Beetles or butterflies?
Published 7:23 pm Saturday, July 28, 2018
The Swamp Milkweed Leaf Beetle Labidomera clivicollis is a voracious feeder of milkweed leaves and somehow the milkweeds in my small yard have been chosen as their favorite habitat. I started early this year, trying to control their population, but it seems the battle is only beginning. Here’s my story.
Several years ago we were traveling during the season when milkweed plants were thinking about blooming. Returning weeks later, the blooms were finished and so were most of the leaves, the stems covered with shiny black and orange beetles happily chewing away. All three milkweed species, each with maybe a dozen plants, were down to bare stems.
Next year, same thing … we were traveling in the spring but returned to see the start of the milkweed leaf beetle invasion. I tried picking them by hand, but there were too many and lots of larvae on the underside of the leaves. Soap spray, horticultural oil spray, only stopped them for a day or so and back they came. Another disastrous year.
Sent an email to Dr. Doug Tallamy, asking how I could control these beasts. He questioned my identification, so I sent him photos, he agreed, and told me I was fortunate to have a native beetle in my yard, since he does not see that species in Delaware. Not to worry, he said, the milkweeds are perennials and will return next year. This was not the response I was seeking from Dr. Tallamy, but realizing he is an entomologist, I gave up and tried very hard to save the few remaining stems, with not much success.
This year we were home in early spring, and a lot of milkweeds, mostly Asclepias syriaca appeared all over the front garden, into the pathways and out into the asphalt roadway. As they grew, I went on patrol, and when the flowers appeared, along with bees, wasps and flies, I inspected each plant at least once and often three times daily. The first sighting was of a pair of beetles eating and mating — very bad news, they lay a lot of eggs, that grow into ugly brown larvae on the underside of leaves. The pair was not very well attached and fell off before I could kill them.

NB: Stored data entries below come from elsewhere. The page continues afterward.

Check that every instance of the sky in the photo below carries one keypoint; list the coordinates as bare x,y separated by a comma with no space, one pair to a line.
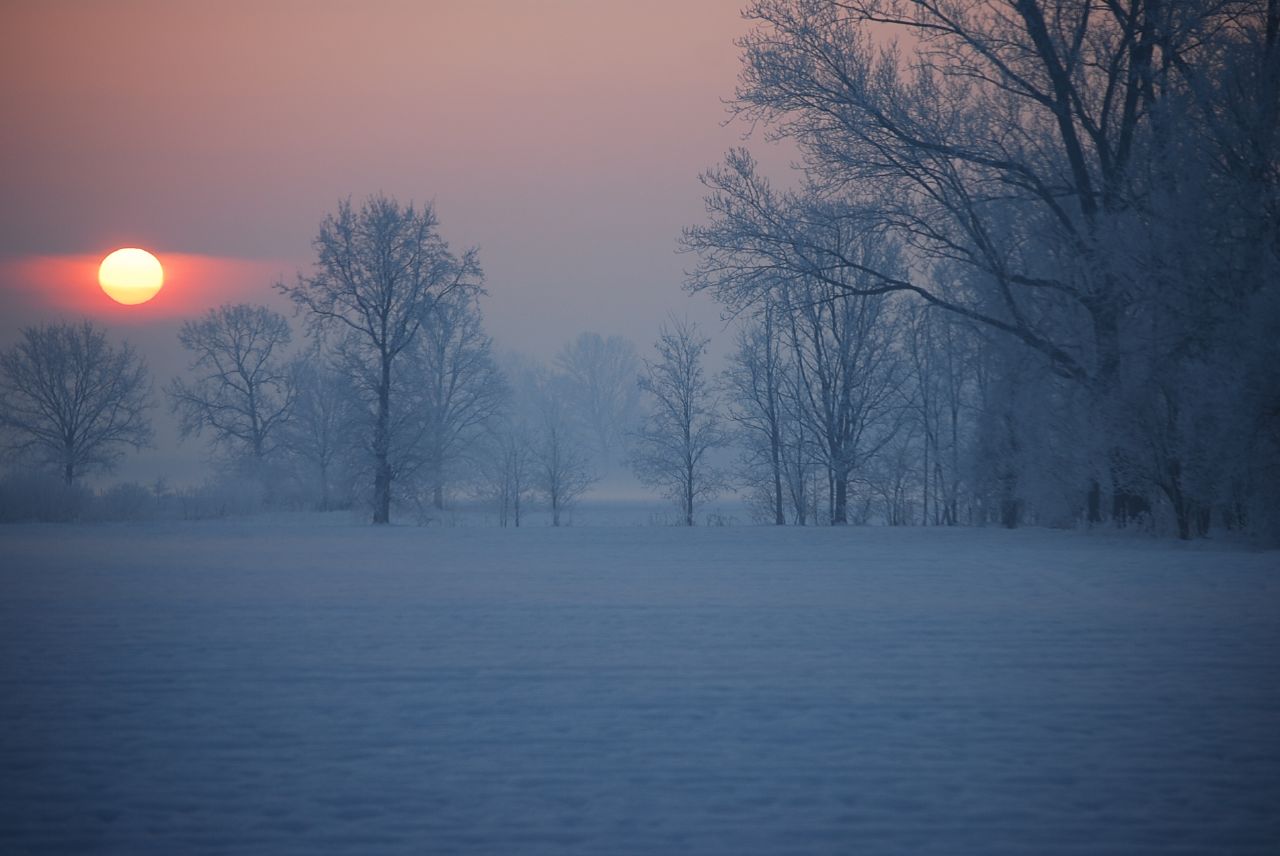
561,137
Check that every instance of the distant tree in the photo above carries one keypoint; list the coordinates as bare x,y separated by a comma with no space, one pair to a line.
379,271
682,429
755,381
600,376
562,470
242,388
508,467
318,435
71,399
456,387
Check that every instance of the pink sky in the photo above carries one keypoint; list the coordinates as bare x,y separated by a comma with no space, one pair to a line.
563,137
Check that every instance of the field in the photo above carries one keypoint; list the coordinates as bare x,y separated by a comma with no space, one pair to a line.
310,687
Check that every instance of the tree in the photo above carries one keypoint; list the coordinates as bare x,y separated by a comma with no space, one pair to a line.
456,387
682,428
1095,182
562,470
71,399
600,376
324,416
755,381
242,388
379,271
508,467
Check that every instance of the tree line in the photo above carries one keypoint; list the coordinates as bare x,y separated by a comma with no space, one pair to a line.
1027,273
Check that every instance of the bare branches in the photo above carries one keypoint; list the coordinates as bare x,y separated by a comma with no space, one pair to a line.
71,399
242,388
379,273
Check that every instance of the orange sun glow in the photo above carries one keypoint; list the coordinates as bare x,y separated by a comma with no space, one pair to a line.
131,275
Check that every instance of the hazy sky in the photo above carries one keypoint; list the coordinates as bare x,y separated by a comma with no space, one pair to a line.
561,137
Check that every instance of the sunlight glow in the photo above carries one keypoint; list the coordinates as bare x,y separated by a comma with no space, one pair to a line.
131,275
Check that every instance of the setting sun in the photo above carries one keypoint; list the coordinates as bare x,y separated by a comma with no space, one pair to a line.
131,275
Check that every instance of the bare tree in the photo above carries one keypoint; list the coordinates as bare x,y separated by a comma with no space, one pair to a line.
682,428
324,417
1084,178
379,271
242,388
456,387
562,470
755,380
508,466
71,399
602,381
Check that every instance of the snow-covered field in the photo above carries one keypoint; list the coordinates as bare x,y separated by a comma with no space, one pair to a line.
311,689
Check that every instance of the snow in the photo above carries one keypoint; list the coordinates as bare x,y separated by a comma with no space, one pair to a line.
333,689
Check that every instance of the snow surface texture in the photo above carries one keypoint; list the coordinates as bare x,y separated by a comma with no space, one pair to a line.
234,687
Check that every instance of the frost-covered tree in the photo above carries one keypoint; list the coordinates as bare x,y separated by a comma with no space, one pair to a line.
600,380
1095,183
379,271
319,434
561,465
71,399
682,428
455,385
241,384
755,384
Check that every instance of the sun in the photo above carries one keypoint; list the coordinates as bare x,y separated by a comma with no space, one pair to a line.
131,275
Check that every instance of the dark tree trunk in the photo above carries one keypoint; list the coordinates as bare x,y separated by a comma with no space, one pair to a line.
382,448
689,495
780,517
840,507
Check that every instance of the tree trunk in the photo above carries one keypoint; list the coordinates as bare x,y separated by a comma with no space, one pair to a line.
382,448
780,517
689,495
840,507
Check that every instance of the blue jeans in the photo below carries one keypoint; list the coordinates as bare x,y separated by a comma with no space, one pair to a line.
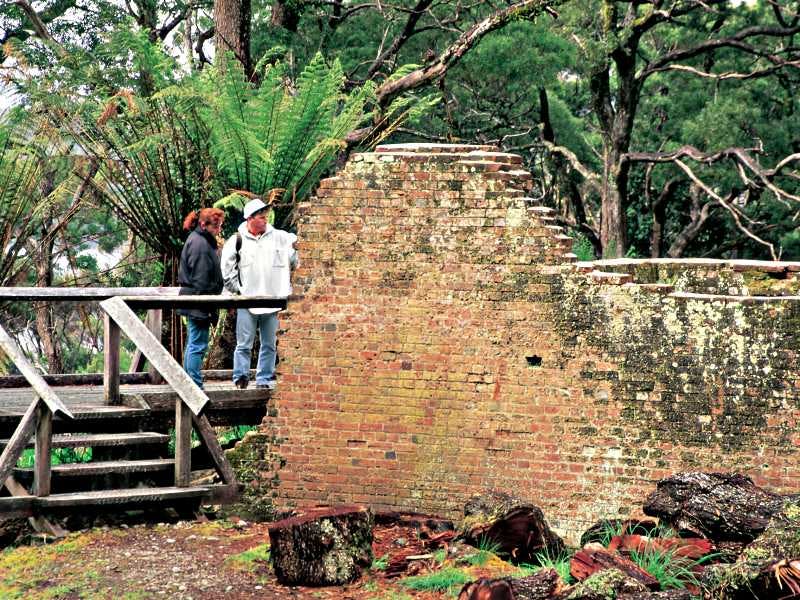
246,324
196,346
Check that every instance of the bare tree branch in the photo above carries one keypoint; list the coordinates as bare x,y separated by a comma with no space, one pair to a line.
455,52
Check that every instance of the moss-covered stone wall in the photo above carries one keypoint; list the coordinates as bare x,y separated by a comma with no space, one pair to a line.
445,342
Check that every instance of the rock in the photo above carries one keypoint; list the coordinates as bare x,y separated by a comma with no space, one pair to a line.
322,546
719,506
517,527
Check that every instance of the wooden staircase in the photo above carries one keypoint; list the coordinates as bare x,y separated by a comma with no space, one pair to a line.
131,465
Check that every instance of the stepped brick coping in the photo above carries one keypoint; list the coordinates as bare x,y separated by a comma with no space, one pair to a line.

So, the beetles appeared, one by one, allowing me to pick them off by hand, squishing them underfoot, and the larvae as well. In the past I have dropped them into jars of oil or soapy water and watched them die, but a quick death is better for them and easier for me. Any fresh cuts on the leaves meant there were adults or larvae on the underside — a telltale sign of their activity.

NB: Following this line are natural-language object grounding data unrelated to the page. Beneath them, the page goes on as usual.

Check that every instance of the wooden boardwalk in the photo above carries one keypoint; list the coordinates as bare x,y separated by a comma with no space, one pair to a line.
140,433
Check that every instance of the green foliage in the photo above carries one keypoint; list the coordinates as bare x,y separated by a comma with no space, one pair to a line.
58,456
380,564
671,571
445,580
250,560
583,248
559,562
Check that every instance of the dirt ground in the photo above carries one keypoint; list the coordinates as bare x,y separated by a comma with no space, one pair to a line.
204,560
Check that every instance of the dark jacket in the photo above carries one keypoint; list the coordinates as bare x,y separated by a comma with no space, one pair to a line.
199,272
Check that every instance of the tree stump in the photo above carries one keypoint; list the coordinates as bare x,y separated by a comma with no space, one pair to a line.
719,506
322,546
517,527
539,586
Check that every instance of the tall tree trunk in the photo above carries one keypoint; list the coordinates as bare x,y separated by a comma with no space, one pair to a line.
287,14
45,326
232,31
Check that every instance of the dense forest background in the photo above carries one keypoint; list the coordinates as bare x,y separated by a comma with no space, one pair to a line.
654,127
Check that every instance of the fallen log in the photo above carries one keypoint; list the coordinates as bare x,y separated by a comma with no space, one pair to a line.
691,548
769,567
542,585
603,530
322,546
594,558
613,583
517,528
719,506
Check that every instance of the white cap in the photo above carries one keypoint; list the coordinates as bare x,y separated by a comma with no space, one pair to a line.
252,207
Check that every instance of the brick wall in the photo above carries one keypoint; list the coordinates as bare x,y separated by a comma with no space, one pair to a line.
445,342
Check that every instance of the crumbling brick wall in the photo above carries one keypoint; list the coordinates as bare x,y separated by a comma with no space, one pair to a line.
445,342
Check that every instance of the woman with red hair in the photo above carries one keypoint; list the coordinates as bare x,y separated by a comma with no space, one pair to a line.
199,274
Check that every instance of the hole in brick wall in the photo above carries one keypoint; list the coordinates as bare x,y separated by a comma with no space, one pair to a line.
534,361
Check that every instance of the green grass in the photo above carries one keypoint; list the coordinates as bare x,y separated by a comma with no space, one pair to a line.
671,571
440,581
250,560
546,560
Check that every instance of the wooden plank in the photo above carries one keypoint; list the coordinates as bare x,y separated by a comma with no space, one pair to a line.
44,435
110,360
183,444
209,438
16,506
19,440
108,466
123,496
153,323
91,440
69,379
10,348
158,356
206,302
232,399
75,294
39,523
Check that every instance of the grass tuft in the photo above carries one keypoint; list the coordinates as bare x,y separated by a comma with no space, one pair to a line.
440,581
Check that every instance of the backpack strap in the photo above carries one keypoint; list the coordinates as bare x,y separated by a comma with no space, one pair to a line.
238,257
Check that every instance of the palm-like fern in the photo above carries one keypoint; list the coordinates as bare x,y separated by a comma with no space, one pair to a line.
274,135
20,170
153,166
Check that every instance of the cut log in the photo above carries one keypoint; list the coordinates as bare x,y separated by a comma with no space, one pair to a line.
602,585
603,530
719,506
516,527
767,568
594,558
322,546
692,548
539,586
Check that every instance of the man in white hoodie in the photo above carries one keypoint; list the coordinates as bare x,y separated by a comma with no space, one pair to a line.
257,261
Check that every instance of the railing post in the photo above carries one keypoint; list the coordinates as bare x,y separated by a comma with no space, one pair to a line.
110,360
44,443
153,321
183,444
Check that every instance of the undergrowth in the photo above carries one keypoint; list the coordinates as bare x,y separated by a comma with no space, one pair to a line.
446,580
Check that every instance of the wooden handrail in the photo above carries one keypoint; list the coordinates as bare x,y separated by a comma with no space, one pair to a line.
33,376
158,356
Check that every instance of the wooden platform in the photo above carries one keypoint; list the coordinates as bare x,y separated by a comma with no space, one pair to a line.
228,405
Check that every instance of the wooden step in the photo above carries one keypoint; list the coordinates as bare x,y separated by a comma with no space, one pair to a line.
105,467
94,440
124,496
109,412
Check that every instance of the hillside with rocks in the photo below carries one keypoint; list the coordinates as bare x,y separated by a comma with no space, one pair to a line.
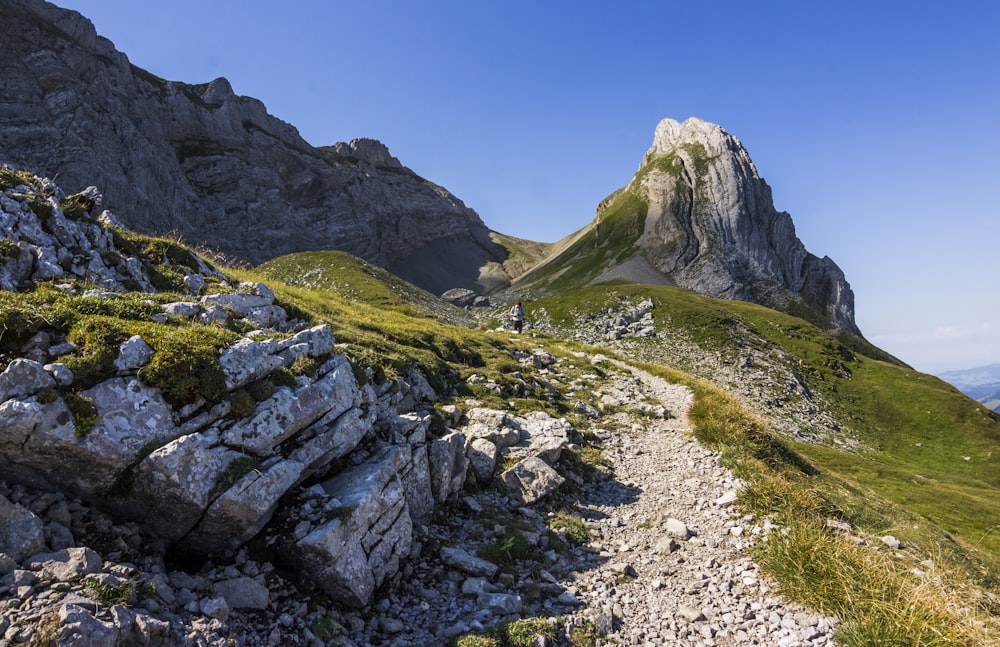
215,168
306,503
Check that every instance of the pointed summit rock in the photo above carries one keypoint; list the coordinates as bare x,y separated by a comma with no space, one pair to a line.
711,226
698,216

But there were only a few each day, and sometimes none, so all the plants grew vigorously with multiple blooms. Now the blooms are fading, and here come the beetle larvae. Out on patrol this morning (June 16) I found dozens of larvae in different stages. I found only one small adult, possibly the second generation just emerging.

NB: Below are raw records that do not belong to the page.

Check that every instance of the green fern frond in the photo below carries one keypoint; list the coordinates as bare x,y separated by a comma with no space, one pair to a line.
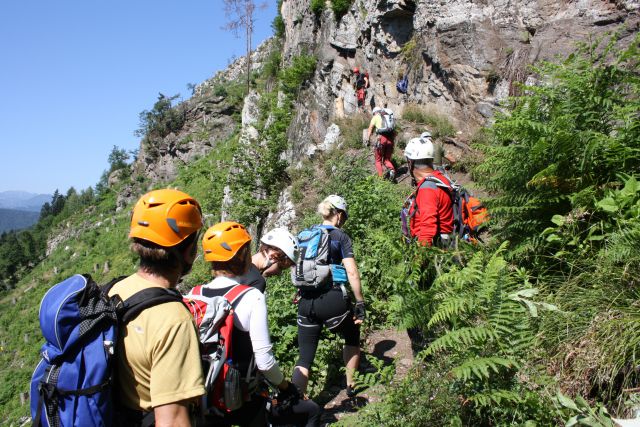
496,397
450,308
481,367
461,337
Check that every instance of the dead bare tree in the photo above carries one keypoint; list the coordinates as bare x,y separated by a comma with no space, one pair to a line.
241,15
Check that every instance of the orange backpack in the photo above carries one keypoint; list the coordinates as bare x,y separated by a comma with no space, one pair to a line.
469,214
474,214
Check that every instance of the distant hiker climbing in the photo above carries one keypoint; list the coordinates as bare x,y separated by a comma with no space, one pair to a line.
440,160
325,266
227,247
403,83
383,124
361,84
427,215
277,253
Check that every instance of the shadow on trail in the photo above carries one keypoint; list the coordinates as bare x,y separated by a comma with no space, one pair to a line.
334,398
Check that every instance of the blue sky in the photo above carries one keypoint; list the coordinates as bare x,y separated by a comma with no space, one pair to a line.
75,74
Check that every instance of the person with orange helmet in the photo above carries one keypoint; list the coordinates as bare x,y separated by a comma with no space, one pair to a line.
227,247
159,371
361,84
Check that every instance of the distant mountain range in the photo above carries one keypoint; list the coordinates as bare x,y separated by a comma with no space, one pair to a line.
22,200
20,209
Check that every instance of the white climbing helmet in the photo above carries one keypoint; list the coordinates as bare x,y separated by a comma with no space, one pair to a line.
283,240
418,148
338,203
425,135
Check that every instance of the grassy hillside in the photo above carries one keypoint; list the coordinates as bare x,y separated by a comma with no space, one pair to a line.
13,219
539,326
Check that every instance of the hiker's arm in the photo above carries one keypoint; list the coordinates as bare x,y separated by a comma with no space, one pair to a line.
354,277
172,415
370,130
260,341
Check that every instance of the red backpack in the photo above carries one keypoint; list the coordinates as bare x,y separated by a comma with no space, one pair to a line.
214,320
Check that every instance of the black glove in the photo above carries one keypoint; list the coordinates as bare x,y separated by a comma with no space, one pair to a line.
359,311
289,396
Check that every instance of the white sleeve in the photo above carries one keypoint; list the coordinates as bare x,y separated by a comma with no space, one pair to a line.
259,332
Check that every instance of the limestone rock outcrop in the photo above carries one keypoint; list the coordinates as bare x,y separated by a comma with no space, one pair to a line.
462,57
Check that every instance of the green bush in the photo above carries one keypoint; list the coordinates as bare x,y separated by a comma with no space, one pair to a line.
163,119
564,140
317,7
278,23
300,71
340,7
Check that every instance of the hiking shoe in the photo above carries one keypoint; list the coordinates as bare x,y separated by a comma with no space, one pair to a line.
351,391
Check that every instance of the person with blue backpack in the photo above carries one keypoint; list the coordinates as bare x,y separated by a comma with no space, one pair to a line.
158,358
325,265
126,353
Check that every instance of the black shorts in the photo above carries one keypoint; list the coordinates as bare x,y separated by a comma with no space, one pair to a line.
331,309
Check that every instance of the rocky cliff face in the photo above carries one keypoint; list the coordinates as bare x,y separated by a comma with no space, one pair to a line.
462,57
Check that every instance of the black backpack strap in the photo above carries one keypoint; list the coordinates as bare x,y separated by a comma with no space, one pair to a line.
146,298
107,287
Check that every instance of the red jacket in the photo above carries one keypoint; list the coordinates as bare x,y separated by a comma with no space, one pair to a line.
432,212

These beetles have four stages in their life cycle. They overwinter as adults emerging in the spring to lay orange tubular eggs on the underside of milkweed leaves (I have not yet found these.) As the eggs hatch the larvae go through three stages, chewing milkweed leaves down to the stems. The last instar drops to leaf litter to pupate. They range over eastern North America to New Mexico, making only one generation each season, but usually two generations in the south.
The only control is hand-picking as any chemical applied will affect other insects, and many are predators of this beetle. The battle is far from over, but each leaf that I save will be food for monarchs.